Only half a performance, but a dream of a scoresheet
Elanga, Greenwood, Rashford: just the names the fans would have chosen
FIVE ASIDES Premier League: Brentford 1, United 3
This was our old friend, the game of two halves. In the first half United had all the possession and no real chances, while Brentford had all the chances and no real threat. David de Gea, as so often, kept the scores level. United’s other main men, Cristiano Ronaldo and Bruno Fernandes, were both dropping too deep. We don’t know what United had to drink at half-time, but it did the trick. They came out fighting as Scott McTominay took the game by the scruff of the neck and Fred continued his new-found creativity: that lofted through ball to Anthony Elanga was so ambitious that you wondered if he was Bruno in disguise. Then Fernandes himself, after returning to form with two goals at Villa Park, added two sharp assists. More than halfway through the season, United finally have a player with more assists in the league (five) than Paul Pogba managed on the first day (four).
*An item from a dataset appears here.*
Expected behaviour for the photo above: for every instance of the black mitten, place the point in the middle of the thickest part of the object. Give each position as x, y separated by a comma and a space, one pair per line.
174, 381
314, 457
The scoresheet was a United fan’s dream, featuring three young strikers, all Academy graduates. And their goals were deliciously different: a clever flick and neat header from Elanga, a simple tap-in from Mason Greenwood, and a measured screamer from Marcus Rashford. Before the game, all United’s England stars were out of form, out of the team, or both. Now two of them have taken a big step back to being themselves.
Cristiano Ronaldo's chest played better than the rest of him. He was one of United’s many problems in the first half, barely contributing anything. But great strikers often produce a stroke of genius out of nowhere and Ronaldo did it with rare ingenuity, twisting his body and bracing his pecs to turn McTominay’s speculative chip into a through ball for Fernandes and a move that suggested they can work together after all. After Fernandes had done the rest with a selfless lay-off to Greenwood, Ronaldo could be seen in the huddle, saying something like ‘Come on guys, concentrate, don’t blow another 2-0 lead’. That was just the sort of statesmanship this team needs. And then he went and blew it by being a whingebag on the bench.
Rangnick’s game management, so poor at Villa Park, was better here. After seeing his new 4-3-3 misfire in the first half, he stuck with it, reasoning that it wasn't the formation that was the problem, but United’s lack of hunger in the face of Brentford’s tireless running. He sent Rashford on at just the right moment, with 20 minutes left as those Brentford legs were tiring, and reaped his reward. He also switched to a back three to defend a 2-0 lead, the very move that he had thought would send the wrong signal against Villa. It was still questionable: part of the point was to stiffen United’s resistance to set pieces, which didn’t work as they conceded in the melee following a long throw. Donny van de Beek or Juan Mata (remember him?) might well have added more than Harry Maguire, who was perhaps only preferred to pour cold water on the story that had appeared on 90min.com alleging that Rangnick doesn’t rate him (or Aaron Wan-Bissaka or, more surprisingly, Luke Shaw). The upshot, as too often, was that van de Beek featured only as the focus of some affectionate chants. Rangnick seems to have forgotten how effective van de Beek and the 4-D-2 were at closing out the 1-0 win over Villa in the Cup. A strange case of diamonds are for never.
Half a performance was enough to beat Brentford, but it’s unlikely to work against West Ham. Although they’ve wobbled lately, losing 3-2 to both Leeds and Southampton, Moyes’ boys have been at their best against their biggers and betters, beating Chelsea, Liverpool and Spurs. And they’ve already won at Old Trafford this season, when they dumped United’s 2nd XI out of the League Cup and started the spiral that brought down Ole Gunnar Solskjaer. The irony is that Rangnick’s United continue to perform much like Solskjaer’s – blowing hot and cold, losing at home, doing better away, depending too much on de Gea, not waking up till half-time. Sacking the manager is one thing, changing the culture another.